ADVENT Gospel for Thursday, December 12 Third Week of Advent Luke 1:39-47
During those days Mary set out and traveled to the hill country in haste to a town of Judah, 40 where she entered the house of Zechariah and greeted Elizabeth. 41 When Elizabeth heard Mary’s greeting, the infant leaped in her womb, and Elizabeth, filled with the Holy Spirit, 42 cried out in a loud voice and said, “Most blessed are you among women, and blessed is the fruit of your womb. 43 And how does this happen to me, that the mother of my Lord should come to me? 44 For at the moment the sound of your greeting reached my ears, the infant in my womb leaped for joy. 45 Blessed are you who believed that what was spoken to you by the Lord would be fulfilled.” 46 And Mary said:
“My soul proclaims the greatness of the Lord; 47 my spirit rejoices in God my savior”.
REFLECTION
When I was studying for my undergraduate degree in Theology, I would be given a passage to reflect on quite often. And more likely than not my college self would be overwhelmed by the task. So what I did was I find one verse that struck me and write about it. That’s where I am now. I’m overwhelmed but overwhelmed in the sense that all of salvation history was gaining even more momentum when Gabriel came to the Theotokos* and told her that she would become the Mother of God. Overwhelmed because how can I even begin to comprehend it all?

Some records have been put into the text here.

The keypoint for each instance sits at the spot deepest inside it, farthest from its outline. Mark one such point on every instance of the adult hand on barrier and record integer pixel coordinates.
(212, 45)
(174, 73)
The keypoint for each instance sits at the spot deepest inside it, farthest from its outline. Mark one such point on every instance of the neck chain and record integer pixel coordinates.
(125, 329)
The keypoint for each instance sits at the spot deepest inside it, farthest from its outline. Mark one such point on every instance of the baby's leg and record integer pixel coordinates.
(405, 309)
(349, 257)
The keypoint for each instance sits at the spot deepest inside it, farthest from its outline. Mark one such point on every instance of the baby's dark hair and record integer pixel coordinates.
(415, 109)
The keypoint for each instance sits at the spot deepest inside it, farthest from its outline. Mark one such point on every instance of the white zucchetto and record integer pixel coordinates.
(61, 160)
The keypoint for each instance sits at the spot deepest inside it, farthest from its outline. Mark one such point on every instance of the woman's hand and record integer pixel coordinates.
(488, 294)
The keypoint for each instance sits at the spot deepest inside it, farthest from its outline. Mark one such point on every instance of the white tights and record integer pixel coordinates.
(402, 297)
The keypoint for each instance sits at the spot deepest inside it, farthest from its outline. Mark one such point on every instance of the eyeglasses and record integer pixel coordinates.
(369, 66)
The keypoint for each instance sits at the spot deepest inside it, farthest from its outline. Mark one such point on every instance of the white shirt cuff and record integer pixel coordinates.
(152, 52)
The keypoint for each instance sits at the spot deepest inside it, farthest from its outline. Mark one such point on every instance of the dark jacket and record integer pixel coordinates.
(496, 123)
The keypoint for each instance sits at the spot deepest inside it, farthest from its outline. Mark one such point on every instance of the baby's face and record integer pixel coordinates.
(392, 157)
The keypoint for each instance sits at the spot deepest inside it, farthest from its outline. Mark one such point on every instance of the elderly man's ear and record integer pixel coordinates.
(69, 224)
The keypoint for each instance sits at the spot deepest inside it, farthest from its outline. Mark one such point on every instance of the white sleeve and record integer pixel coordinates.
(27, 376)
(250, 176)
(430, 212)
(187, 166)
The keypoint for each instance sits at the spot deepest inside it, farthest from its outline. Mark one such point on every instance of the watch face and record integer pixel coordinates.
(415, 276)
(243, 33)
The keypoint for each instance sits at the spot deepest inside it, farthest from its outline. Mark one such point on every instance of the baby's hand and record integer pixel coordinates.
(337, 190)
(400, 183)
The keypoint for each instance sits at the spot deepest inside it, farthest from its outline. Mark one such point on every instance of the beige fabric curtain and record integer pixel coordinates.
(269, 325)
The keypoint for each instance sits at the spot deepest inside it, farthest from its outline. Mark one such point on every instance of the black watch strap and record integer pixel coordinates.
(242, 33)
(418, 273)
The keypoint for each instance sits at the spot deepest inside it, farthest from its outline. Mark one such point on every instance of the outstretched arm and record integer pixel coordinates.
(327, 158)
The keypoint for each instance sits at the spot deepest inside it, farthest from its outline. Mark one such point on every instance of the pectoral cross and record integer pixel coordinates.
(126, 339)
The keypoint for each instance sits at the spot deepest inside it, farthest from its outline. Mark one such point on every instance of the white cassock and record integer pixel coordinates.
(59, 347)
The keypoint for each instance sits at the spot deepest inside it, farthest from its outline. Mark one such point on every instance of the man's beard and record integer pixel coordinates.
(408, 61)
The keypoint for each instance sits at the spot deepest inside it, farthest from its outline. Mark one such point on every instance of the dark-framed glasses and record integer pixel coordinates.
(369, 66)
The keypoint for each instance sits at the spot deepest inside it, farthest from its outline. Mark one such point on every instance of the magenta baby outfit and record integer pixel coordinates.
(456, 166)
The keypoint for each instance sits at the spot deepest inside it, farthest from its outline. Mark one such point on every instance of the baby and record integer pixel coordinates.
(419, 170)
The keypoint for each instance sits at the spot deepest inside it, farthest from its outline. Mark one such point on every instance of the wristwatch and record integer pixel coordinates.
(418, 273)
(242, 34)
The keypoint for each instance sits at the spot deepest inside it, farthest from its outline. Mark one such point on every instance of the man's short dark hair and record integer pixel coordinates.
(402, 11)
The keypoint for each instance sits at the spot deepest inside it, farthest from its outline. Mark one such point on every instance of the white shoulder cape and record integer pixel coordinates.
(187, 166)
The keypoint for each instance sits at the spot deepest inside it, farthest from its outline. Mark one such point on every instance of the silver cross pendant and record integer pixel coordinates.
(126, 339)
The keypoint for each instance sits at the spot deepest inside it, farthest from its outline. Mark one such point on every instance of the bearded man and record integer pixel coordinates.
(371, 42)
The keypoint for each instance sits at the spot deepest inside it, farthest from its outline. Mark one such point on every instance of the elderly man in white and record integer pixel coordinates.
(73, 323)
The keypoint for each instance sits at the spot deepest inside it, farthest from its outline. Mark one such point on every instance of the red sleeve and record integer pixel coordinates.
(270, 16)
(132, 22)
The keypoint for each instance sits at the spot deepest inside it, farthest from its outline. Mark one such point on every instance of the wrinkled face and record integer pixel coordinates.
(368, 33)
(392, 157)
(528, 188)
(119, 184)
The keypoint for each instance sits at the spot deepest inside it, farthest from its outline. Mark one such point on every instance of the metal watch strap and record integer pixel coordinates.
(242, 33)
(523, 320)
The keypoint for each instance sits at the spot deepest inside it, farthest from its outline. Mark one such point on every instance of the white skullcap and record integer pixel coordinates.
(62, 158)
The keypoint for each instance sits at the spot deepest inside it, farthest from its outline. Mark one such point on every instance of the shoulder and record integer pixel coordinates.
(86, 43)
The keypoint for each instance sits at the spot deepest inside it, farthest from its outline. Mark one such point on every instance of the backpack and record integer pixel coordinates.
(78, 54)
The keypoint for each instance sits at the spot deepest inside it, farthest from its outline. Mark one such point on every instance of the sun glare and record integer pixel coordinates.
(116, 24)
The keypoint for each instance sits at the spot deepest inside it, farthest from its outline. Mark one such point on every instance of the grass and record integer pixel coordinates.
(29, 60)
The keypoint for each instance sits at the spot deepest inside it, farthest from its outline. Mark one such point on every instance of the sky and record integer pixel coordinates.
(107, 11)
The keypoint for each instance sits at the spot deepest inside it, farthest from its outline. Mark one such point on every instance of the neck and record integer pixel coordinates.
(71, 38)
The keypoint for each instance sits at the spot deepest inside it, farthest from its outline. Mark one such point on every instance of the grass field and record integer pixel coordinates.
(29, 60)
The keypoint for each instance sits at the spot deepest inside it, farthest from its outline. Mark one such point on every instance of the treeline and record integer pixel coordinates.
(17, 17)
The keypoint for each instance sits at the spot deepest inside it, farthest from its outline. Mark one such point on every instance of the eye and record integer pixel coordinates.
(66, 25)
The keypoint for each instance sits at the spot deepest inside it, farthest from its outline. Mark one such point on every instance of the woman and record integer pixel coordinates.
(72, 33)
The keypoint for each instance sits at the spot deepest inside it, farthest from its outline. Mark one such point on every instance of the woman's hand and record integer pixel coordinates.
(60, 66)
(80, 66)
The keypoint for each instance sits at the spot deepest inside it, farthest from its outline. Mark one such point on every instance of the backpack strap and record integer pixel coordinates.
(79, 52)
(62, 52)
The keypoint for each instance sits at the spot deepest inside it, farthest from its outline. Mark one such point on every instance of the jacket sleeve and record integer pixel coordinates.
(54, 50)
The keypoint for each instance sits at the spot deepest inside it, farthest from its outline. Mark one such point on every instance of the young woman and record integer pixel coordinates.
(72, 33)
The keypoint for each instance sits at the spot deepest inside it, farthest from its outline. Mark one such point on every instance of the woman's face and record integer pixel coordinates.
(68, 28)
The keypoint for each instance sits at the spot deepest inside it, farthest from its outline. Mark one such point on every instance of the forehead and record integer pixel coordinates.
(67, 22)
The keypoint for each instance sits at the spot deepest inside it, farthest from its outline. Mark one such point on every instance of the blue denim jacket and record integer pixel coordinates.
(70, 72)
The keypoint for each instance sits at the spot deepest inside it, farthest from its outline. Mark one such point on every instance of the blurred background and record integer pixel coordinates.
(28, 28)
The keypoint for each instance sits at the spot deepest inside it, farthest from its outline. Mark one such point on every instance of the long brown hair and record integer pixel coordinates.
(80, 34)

The Theotokos could have said no. She had free will. But she dealt a huge blow to evil’s grip through her fiat.
“Let it be done to me according to your word.” (Luke 1:38)
This is a hard sentence for me to get past. But it strikes me every time I read this passage. Because so many times in my life I’ve had to say this, or something similar. It means giving up control and moving forward into the unknown trusting in God’s plan. This surrender doesn’t come with a user’s guide. The Theotokos didn’t have a “User’s Guide to Being the Mother of God”. She just had to take it one day at a time and trust that God knew what He was doing.
Recently I was thrown into a “no user’s guide” situation. When I began my career in parish ministry, I quickly learned to expect the unexpected. But nobody and nothing prepared me to deal with the arrest of a priest I worked very closely with for something absolutely unthinkable. I expected the unexpected but never thought it would come to this. My emotions have ranged from confused, betrayed, and angry to sadness, violation, and emptiness. I get frustrated because I haven’t been in this place before. And, along with the others at Saint Joseph, I have had to learn that we should trust each other and in God.
Not every fiat is one that changes the course of salvation history. Sometimes fiats are things that change your own personal history. A fiat can be a married couple on their wedding day. A fiat can be a young woman entering a religious order. A fiat can be a man becoming a priest. It doesn’t always entail becoming the mother of God. I reflect on this passage as I prepare to make my own fiat in January. I am changing my personal history and the way that I am going to seek holiness in becoming one with another person. As an engaged woman, seeing the Theotokos risking absolutely everything is astounding to me and sets a precedent for who I am to be.
Every fiat starts somebody on a journey. But it’s up to us to say yes to beginning that journey and trusting that God knows what he’s doing.